Hopefully the president’s remarks will lead to global discussions that focus on air and water quality — and the energy poverty we know creates human hardship and shortens lifespans. After all, what good is it to strive for a perfect environment, if we are not improving the health of the humans who live in it?
It is also important to point out that challenging the world to meet America’s standards is not just good for humans overseas — it will also benefit Americans by making sure we don’t keep exporting jobs and importing pollution. Because American industries are required to install costly pollution controls, our global competitiveness is impaired by the lack of standards in the countries with whom we compete.
This un-level playing field is especially pronounced in globally competitive manufacturing industries that have too often moved their operations from the less-polluting American system to nations without sufficient environmental standards. Pollution overseas does not just stay there. Experts agree that internationally transported particulate matter, mercury and ozone are major contributors to air and water pollution in the western United States.
Ironically, by opposing liquified natural gas export facilities based on anti-fossil fuel ideology, West Coast states are slowing the reduction of the very pollutants Asia transports to them.
We must face the fact that developing nations in Asia and around the world will not slow their energy consumption to reduce pollution because they are dealing with a much more pressing problem — lifting billions of people out of energy poverty, which shortens life and limits opportunity, especially for women. The cheapest energy will dominate this expansion, which is why the experts predict global fossil fuel consumption to increase dramatically because it is by far the most affordable for human consumption.
America has demonstrated for the world that environmental gains can be achieved by use of fossil fuels, not despite them. America has found a clean way to harness fossil energy through high efficiency, technology-equipped power plants and refineries, as well as improved manufacturing techniques like Electric Arc Furnace (EAF) steelmaking.
One need only track the timing of improvements over the past half-century to discern that, indeed, it was private sector technology, not radical ideology and central planning, which made American air and water safe. Thankfully, coal, steel, oil and gas workers are still around and doing their work cleaner and leaner than ever before.

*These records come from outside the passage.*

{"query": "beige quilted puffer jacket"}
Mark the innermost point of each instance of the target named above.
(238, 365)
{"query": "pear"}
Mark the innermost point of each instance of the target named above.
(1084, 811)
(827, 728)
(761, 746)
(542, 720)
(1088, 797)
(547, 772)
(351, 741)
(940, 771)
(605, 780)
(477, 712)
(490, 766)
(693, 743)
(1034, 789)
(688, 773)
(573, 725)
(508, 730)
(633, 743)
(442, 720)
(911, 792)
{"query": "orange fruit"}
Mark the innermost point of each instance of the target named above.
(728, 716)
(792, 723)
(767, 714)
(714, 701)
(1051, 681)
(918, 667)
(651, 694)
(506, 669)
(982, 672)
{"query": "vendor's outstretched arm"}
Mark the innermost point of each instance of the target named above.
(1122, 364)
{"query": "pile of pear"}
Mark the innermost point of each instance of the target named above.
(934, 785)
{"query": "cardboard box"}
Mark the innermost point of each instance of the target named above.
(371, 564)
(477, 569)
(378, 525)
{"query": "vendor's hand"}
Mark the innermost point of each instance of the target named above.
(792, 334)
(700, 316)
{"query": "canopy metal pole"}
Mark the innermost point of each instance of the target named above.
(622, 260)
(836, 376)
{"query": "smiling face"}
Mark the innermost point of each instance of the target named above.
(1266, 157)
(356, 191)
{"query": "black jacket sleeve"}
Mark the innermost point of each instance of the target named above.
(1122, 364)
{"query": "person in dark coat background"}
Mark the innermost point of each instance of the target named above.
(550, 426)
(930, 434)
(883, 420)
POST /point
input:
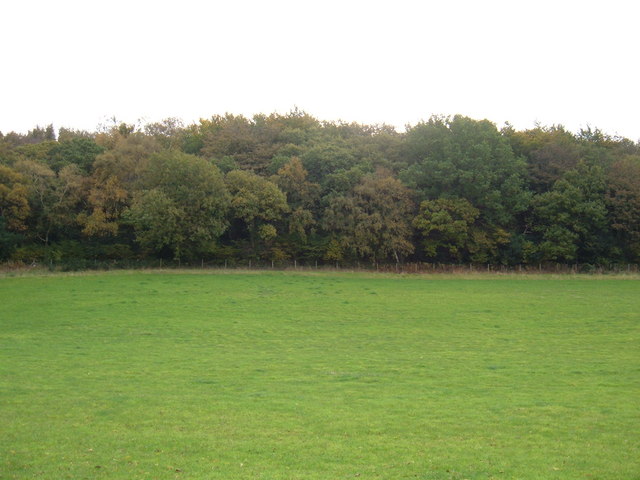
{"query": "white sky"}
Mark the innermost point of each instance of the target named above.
(76, 63)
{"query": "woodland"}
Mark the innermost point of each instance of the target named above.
(290, 187)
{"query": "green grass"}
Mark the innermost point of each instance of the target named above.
(327, 376)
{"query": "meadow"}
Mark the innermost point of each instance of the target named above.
(274, 375)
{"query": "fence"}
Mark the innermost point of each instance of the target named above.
(400, 268)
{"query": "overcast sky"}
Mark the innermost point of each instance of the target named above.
(76, 63)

Hats off to the president for celebrating the progress America has made and challenging the world to return sanity (and humanity) to the forefront of global environmental policy.
This commentary originally appeared in the Daily Caller on July 9, 2019.
Mike Nasi is the director of the Life:Powered project and an environmental and energy attorney with Jackson Walker LLP in Austin, Texas. He has been practicing before state and federal environmental and energy agencies and appellate courts for 25 years.